There are many details in the Predict module. We will keep it relatively simple for this introductory phase. To complete this task, follow the directions below. Make sure to capture any screenshots and to answer any questions where requested

Logon to your Watson Analytics account at http://watsonanalytics.com
Upload the file marketing.csv unless already in your folder
Double-click on the file you just uploaded.

You will be guided to a new window where you can go to the Predictive Analysis menu and select the Spiral option. You will be presented with a new discovery window where you will have to select your target variable.

##### 3A) Include a screen shot of the top predictors of sales. Consider the one field (driver) predictive model only and note the predictive power strength for each driver

Watson shows that the driver radio has the highest strength of 93%, with tv driver having an 86% strength. Watson also showed two drivers, that of pos and radio and pos and tv (ommitted for the screenshot as asked for). Pos and radio strength is 99%, and the 2 drivers of pos and tv is 98% strength.

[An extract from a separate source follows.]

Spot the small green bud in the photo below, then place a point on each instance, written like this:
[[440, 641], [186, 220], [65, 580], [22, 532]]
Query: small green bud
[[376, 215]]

Note that Watson follows a different approach to identify and quantify the predictive strength of each variable. Such details are outside the scope of this exercise. Watson provides a lot of on-line help, and the interested reader is encouraged to independently check the on-line documentation and explore the many capabilities of Watson.

##### 3B) How do Watson results reconcile with your findings based on the R regression analysis in task 2? Explain.

Watson results reconcil with our findings based on the R regression analysis in task 2 in that it shows that radio and tv are the strongest drivers of sales. Radio had the greater correlation, and Watson reflected that with a 93% strength, followed by tv with a 86% strength. This is reflected in task 2 because with mlr1 we measured radio and tv, and it also showed, like Watson did, that those two variables are the most strongly related to sales than the others. The only difference that appeared was when Watson suggested that pos and radio, and pos and tv were also strong drivers. As talked about in class, technology can help us, but we need human thought to analyze outputs to see if they are correct or not. With this scenario, we already know that pos is not closely related with sales. In fact, we saw in mlr2 that adding pos to radio and tv actually lowered adjusted r-squared; meaning that it did not add a better prediction of sales. More analysis would be needed with situations with just those 2 drivers of sales, but it is just an example as well on how human input is needed when dealing with data analytics.